There is no way a programmer can keep all that straight. I'm not going to bother trying to decipher a mess like that. This is terrible design, and will contribute to less evolution of ring.php. Contrast this with WSO-family web shells, which communicates state between invocations in PHP sessions (pre-2.4) or cookies (2.5 and descendents) and uses a maximum of 4 HTTP parameters to accomplish more than ring.php does.

HTML and JavaScript

The ring.php author used the "HTML and JavaScript mixed-in with PHP" style of coding - lots of <?php and ?> tags interspersed in the HTML. Other web shells like fx29, c99 and r57 use this same style.

The code does output a "DOCTYPE" line:

<!DOCTYPE HTML PUBLIC "-//W3C//DTD HTML 4.01 Transitional//EN"/>

It seems like this could be used to bracket how old ring.php is, but I couldn't find anything that put a date on when that sort of doctype appeared. This line just might be in the HTML to put browsers in "quirks mode", becuase ring.php generates goofy HTML, and the author(s) didn't know how to fix it, or didn't care to fix it.

Back-connect and bind-port shells

ring.php offers back-connect and bind-port shells. A bind-port shell is a program that listens for connections on a TCP port, and arranges for a shell program to run locally when something connects to that port. A back-connect shell immediately tries to connect to a TCP port on some other IP address, then runs a shell program locally when the connection occurs. It's easier to get a bind-port program to work, but attackers won't have the ability to attach to it if the computer on which the bind-port program runs is behind a firewall, or even using NAT. The back-connect shell will usually make it through a firewall, and always make it through a NAT server, but an attacker has to have a server of sorts running on a computer before hand, else the TCP connection won't work.

Both shells are written in Perl, and exec'ed without a fully qualified path on both Windows and non-Windows. The shells share most of the code, and neither appears to be related to the back-connect and bind-shells from WSO web shells. Both shells have a major defect. In an apperant attempt to cover the activities performed with these shells, the Perl codes calls system("unset HISTFILE; unset SAVEHIST;");. Immediately after, the code starts a shell with system('/bin/sh -i'); The problem is that the two system() calls use seperate invocations /bin/sh. Only the first invocation will have its command history reset. The second invocation, which starts the actuall shell process used by an attacker, will record commands invoked by the attacker as usual.
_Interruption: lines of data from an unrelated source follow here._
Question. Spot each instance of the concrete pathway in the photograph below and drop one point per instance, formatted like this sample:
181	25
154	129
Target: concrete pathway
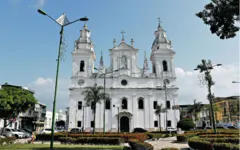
168	142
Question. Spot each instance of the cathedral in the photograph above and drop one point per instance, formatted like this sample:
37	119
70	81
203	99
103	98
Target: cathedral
135	91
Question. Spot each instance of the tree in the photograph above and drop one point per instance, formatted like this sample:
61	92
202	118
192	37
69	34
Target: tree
185	124
14	100
196	108
92	96
222	16
158	111
216	108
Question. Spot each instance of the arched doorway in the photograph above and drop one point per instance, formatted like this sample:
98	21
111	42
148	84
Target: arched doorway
124	124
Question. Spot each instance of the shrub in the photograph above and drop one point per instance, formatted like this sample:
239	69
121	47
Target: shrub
181	138
47	137
7	140
154	135
139	145
217	135
139	130
91	140
126	137
208	144
185	124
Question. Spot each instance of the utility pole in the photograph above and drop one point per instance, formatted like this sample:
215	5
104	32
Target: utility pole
206	67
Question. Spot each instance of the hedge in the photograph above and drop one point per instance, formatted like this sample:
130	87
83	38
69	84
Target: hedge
185	137
7	140
217	135
207	144
91	140
159	135
139	145
126	137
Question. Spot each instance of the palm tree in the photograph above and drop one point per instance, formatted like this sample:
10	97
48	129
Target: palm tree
196	108
93	95
216	108
158	111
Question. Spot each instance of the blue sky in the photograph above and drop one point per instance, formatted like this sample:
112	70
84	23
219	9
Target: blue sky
29	41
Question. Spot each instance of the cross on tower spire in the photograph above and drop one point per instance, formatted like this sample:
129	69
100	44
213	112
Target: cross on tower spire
122	32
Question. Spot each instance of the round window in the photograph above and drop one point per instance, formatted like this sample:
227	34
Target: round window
124	82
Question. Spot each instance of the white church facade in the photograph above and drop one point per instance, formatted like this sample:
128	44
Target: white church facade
134	91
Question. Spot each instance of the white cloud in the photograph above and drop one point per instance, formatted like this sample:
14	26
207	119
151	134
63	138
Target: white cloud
44	92
38	4
187	81
190	87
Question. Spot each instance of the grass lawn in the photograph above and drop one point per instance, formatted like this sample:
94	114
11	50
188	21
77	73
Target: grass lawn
60	147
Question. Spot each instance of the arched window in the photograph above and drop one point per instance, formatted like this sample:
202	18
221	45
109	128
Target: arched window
107	104
165	68
140	104
124	103
82	66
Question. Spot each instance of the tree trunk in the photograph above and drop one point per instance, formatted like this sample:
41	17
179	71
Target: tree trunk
160	122
94	118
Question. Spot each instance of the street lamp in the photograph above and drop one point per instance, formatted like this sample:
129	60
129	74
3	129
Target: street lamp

This seems like a strange mistake to make when rewriting the rest of the code so carefully.

Similarities to c99 web shell

This code has some similarities to c99 web shells.

c99's function microtime is almost identical to ring.php's function mt. c99's function strips has a subset in ring.php's function ssa. c99 defines "starttime", ring.php defines "ST".

It's possible ring.php constitutes a drastic rewrite of some c99 variant, or that ring.php author(s) re-used some c99 code fragments.

Subsequent accesses

IP address 192.154.105.154 has used ring.php to download gsptg.php, some kind of SEO code injector to my honey pot many, many times.